1.one of the most interesting revelations to me, at present (because theory is only interesting to me inasmuch as its application is immediate) is the following notion: the voice assumes a structural function closely akin to that of time. in terms of student writing, compositions that are deemed successful tend to score very highly in the assessment criterion: voice. a consistent, organized/controlled vocal quality gives a composition the feeling of structure, and can even unwittingly deceive or intentionally con the reader into missing or excusing the writer's lack of content knowledge, as they've been so carried along by the 'voice' of the work.

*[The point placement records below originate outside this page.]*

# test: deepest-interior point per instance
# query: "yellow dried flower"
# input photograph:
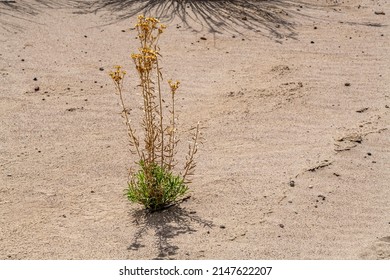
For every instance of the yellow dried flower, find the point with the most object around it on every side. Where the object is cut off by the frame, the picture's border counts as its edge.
(173, 85)
(118, 74)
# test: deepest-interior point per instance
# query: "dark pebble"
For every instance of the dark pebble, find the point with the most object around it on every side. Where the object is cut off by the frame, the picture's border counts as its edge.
(322, 197)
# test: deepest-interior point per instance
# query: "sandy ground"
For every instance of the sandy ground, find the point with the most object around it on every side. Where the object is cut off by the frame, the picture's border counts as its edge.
(294, 100)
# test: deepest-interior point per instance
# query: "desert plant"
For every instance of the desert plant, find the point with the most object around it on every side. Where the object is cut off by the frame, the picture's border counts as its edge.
(154, 184)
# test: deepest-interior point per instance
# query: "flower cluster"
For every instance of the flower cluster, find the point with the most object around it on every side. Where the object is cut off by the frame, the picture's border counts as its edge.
(118, 74)
(173, 85)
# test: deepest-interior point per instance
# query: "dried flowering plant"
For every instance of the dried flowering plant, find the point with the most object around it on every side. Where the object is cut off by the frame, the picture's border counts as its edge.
(154, 184)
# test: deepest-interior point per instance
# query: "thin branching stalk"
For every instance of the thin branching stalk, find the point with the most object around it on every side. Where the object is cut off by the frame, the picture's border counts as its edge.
(154, 185)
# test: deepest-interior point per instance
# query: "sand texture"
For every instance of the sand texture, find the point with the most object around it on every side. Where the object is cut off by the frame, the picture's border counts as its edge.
(293, 98)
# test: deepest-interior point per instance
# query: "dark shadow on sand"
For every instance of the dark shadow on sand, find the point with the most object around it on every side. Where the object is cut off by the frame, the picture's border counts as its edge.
(165, 225)
(271, 18)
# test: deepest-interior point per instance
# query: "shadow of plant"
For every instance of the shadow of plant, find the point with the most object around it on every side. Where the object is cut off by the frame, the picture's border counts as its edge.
(271, 18)
(166, 225)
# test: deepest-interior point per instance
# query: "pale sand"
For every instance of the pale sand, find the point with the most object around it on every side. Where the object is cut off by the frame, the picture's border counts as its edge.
(277, 105)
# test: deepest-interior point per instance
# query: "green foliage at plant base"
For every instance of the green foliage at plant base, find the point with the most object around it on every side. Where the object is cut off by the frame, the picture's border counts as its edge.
(155, 187)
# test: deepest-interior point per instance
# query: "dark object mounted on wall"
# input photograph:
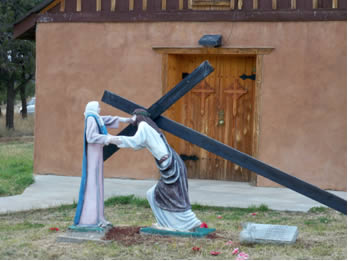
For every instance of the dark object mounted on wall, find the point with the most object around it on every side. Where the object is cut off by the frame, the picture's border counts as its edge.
(251, 77)
(188, 157)
(211, 40)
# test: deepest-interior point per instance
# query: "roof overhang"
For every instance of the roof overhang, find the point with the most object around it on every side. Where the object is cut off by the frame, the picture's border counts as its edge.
(24, 27)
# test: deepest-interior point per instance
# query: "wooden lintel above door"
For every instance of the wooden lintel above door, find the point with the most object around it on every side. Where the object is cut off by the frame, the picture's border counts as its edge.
(221, 50)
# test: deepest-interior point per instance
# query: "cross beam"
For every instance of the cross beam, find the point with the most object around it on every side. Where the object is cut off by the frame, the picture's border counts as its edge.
(215, 146)
(235, 156)
(183, 87)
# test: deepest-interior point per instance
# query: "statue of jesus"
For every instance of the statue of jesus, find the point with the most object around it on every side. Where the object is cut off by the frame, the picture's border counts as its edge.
(169, 198)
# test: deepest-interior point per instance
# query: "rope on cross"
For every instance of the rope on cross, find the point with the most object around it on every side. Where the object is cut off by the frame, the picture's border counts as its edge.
(214, 146)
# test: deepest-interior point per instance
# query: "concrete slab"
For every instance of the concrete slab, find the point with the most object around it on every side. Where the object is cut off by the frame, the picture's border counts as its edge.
(51, 191)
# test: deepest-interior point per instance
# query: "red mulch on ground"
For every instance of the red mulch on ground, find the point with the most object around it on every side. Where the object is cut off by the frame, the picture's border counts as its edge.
(131, 235)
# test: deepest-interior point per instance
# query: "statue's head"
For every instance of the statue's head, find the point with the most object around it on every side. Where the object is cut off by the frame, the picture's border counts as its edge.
(92, 107)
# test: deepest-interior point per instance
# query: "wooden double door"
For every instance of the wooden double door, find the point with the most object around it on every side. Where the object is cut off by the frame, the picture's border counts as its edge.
(221, 107)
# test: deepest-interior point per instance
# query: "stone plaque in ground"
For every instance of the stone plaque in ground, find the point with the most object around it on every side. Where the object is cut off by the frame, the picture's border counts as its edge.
(79, 237)
(265, 233)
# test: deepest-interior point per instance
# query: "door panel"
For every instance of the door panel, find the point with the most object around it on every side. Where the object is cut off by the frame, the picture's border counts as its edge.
(221, 107)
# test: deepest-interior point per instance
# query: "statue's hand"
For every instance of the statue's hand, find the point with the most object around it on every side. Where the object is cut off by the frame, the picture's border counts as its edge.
(115, 140)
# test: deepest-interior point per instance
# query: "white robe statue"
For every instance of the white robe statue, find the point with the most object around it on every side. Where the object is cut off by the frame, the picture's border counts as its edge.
(168, 199)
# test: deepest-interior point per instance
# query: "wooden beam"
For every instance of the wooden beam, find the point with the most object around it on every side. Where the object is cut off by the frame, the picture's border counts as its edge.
(257, 112)
(315, 4)
(113, 6)
(334, 3)
(131, 5)
(293, 4)
(255, 4)
(98, 5)
(246, 161)
(50, 6)
(181, 4)
(274, 4)
(231, 154)
(202, 16)
(201, 72)
(240, 4)
(232, 5)
(78, 5)
(62, 6)
(203, 50)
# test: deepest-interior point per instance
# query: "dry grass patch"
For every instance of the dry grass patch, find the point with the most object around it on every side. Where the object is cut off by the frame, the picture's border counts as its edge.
(22, 127)
(16, 167)
(26, 235)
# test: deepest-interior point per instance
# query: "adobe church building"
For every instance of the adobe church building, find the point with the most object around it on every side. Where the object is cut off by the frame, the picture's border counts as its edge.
(278, 91)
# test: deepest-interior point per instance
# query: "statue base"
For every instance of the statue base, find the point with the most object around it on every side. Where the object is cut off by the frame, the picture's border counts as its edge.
(77, 234)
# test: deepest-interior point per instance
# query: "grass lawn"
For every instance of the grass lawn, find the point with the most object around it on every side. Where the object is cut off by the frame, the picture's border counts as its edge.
(16, 167)
(22, 127)
(26, 235)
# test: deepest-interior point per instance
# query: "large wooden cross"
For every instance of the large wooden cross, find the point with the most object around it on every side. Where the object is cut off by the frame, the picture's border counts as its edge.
(212, 145)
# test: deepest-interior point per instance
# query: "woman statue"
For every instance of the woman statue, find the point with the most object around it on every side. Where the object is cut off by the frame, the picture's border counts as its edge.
(90, 207)
(169, 198)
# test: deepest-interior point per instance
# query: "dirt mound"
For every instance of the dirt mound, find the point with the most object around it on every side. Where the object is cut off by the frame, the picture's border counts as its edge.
(125, 235)
(131, 235)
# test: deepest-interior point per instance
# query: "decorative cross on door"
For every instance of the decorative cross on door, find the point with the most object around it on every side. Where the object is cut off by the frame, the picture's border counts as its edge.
(214, 146)
(204, 91)
(236, 90)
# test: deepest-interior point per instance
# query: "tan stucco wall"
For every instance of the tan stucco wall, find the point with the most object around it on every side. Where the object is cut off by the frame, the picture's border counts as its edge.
(303, 94)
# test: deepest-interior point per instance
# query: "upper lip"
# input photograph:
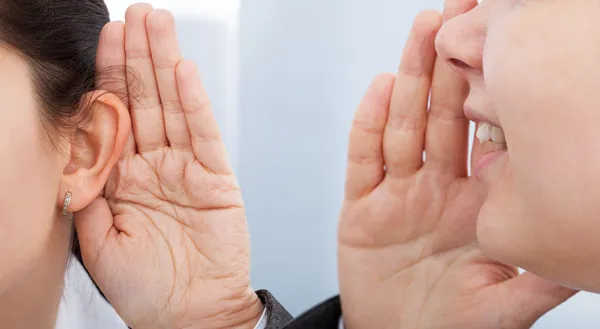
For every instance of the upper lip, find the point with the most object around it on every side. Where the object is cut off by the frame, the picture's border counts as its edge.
(478, 117)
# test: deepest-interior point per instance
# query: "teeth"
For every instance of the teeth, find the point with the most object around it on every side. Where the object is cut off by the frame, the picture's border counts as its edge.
(484, 133)
(487, 132)
(498, 135)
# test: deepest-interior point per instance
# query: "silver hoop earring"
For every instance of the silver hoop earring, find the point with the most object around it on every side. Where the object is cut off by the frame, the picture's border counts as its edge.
(67, 203)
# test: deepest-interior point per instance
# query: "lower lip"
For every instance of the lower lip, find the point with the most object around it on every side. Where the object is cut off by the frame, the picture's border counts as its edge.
(487, 160)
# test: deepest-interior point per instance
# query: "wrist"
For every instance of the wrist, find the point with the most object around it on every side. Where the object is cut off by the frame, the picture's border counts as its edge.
(249, 315)
(242, 313)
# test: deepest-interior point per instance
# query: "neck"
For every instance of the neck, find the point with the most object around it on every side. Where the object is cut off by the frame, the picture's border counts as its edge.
(32, 302)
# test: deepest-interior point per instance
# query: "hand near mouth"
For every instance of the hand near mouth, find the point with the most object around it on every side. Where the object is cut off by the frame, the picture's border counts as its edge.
(408, 254)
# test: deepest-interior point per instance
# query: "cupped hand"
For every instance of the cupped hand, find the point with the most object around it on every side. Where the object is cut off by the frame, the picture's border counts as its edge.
(168, 242)
(408, 255)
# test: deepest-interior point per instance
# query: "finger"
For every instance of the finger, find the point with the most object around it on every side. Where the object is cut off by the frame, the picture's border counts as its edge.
(529, 297)
(446, 143)
(166, 56)
(365, 153)
(207, 144)
(110, 68)
(94, 226)
(146, 111)
(475, 147)
(404, 134)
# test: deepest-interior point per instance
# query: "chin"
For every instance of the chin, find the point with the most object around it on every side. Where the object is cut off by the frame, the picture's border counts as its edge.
(508, 237)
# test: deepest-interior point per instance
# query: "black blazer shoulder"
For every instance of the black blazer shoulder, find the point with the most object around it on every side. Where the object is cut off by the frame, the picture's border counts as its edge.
(323, 316)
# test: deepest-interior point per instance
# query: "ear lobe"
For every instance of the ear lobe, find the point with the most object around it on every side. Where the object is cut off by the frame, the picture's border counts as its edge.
(95, 149)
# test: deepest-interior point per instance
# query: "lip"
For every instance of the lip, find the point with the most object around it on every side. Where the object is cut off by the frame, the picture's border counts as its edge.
(478, 117)
(485, 161)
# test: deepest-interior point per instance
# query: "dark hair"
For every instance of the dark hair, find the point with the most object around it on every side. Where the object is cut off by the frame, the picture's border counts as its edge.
(59, 40)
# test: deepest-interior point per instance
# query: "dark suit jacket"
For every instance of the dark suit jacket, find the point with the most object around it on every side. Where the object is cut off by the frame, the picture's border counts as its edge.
(324, 316)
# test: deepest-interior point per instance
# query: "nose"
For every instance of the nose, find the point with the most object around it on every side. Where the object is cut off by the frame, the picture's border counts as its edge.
(460, 41)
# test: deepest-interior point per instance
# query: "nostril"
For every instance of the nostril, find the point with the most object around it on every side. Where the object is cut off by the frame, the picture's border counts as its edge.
(458, 63)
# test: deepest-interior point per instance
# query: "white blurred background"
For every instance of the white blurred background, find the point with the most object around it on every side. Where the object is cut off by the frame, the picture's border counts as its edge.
(285, 78)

2. the very brief discussion of the defense of the dissertation was entertaining, comical, and fair. "the corpus of a candidate's knowledge has been written down in the dissertation, which--supposedly and optimistically--the members of the committee have all carefully read, but this is not enough, it has to be enacted through the voice and only thus made effective. the general experience of those tedious occasions shows that they are indeed simply a question of vocal display; the supposed testing and questioning of the candidate's knowledge has very little to do with that knowledge itself, and has an entirely ritual and vocal character (supplemented by narcissistic struggles and departmental politics under the banner of promoting pure science)." if you aren't laughing your ass off right now...then you aren't as swept away by english department horror-humor as i.


3. freud's thoughts on instinct and reason/intellectual life. this has been something i've been meaning to resolve/get to the bottom of since my first transgression. freud says, after countless rebuffs reason prevails. thank goodness. ["this is one of the few points on which one may be optimistic about the future of mankind."]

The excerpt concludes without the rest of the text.